Şunu da belirteyim, dergi yöneticileri ve sanatçıların o şekilde gözaltına alınmalarına inanılmaz üzüldüm. Ama ne yazık ki bu ülkede yeni bir şey değil bu. İçişleri ve Adalet bakanlarının ‘İslamcı militan’ olduğu bir ülkede, polisin kibar davranmasını beklemek mümkün değil elbette.

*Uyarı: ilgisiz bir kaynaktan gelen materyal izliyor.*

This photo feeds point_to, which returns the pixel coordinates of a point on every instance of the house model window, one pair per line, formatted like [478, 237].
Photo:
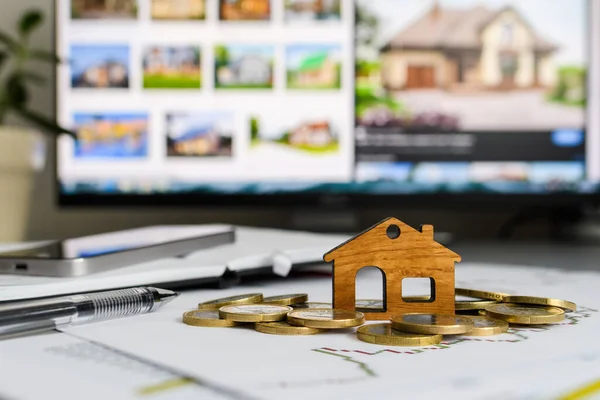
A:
[400, 252]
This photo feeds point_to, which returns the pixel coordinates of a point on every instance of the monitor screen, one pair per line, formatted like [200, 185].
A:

Meselenin çok boyutu var. Hepsini tek yazıda ele alamam elbette. Peygamberin suretinden, ülke elitinin dindar klişesine kadar çok boyutlu bir mevzu bu. Hatta son dönemde gösterime çıkıp hitap ettiği kitle tarafından bile ilgi görmeyen ‘Exodus’ ile bir bağlam oluşturmak mümkün.
Bugün 2 Temmuz…
Provokasyonla insanların nasıl katledilebileceklerini yıllar önce gördük bu ülkede. Kasıt aramıyorum Leman’ın karikatüründe ama bir densizlik olduğunu da kabul etmek lazım.

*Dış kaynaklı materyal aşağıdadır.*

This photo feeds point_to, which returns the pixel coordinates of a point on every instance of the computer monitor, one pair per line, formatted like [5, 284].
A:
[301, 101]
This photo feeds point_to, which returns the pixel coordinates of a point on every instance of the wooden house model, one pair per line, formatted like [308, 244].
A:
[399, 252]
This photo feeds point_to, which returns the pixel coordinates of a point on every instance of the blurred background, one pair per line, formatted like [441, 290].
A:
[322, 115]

Leman’ın yapacağı böyle “Efendimiz”li bir açıklamadan ziyade, “Asla böyle bir kastımız yoktu, öyle anlaşıldıysak özür dileriz.” demekti bence.
Ama bu kozu iktidarın eline verdikten sonra, ne derseniz deyin pek anlamı olmayacaktı şüphesiz. Sarayın iktidarı terk etmemek için her şeyi göze aldığı gerçeğini artık herkes biliyor.
Daha önce de bir vesile ile yazmıştım, GORA’daki Kuna’yı hatırlar mısınız?
Hani Komutan Logar’ın yardımcısı. Sıkıştığı an silahını çekip en yakınındaki insanı esir alarak, “Yakarız bu gezegeni, yakarız!” diye höykürüyordu.
Erdoğan ve bir grup azınlık tam bir Komutan Kuna ruh hali içinde. Memleketi gözlerini kırpmadan yakarlar, CHP neymiş!
Aklıma vaktiyle benim de bir umut olarak görüp, desteklediğim sonradan kepazeliğin kalesine dönen ‘Misvak’ geliyor.
Neyse uzatmayacağım.
Siyasal İslam’ın en sevdiği ortamı oluşturmaya sağladığı katkıdan dolayı kınıyorum ben Leman dergisini.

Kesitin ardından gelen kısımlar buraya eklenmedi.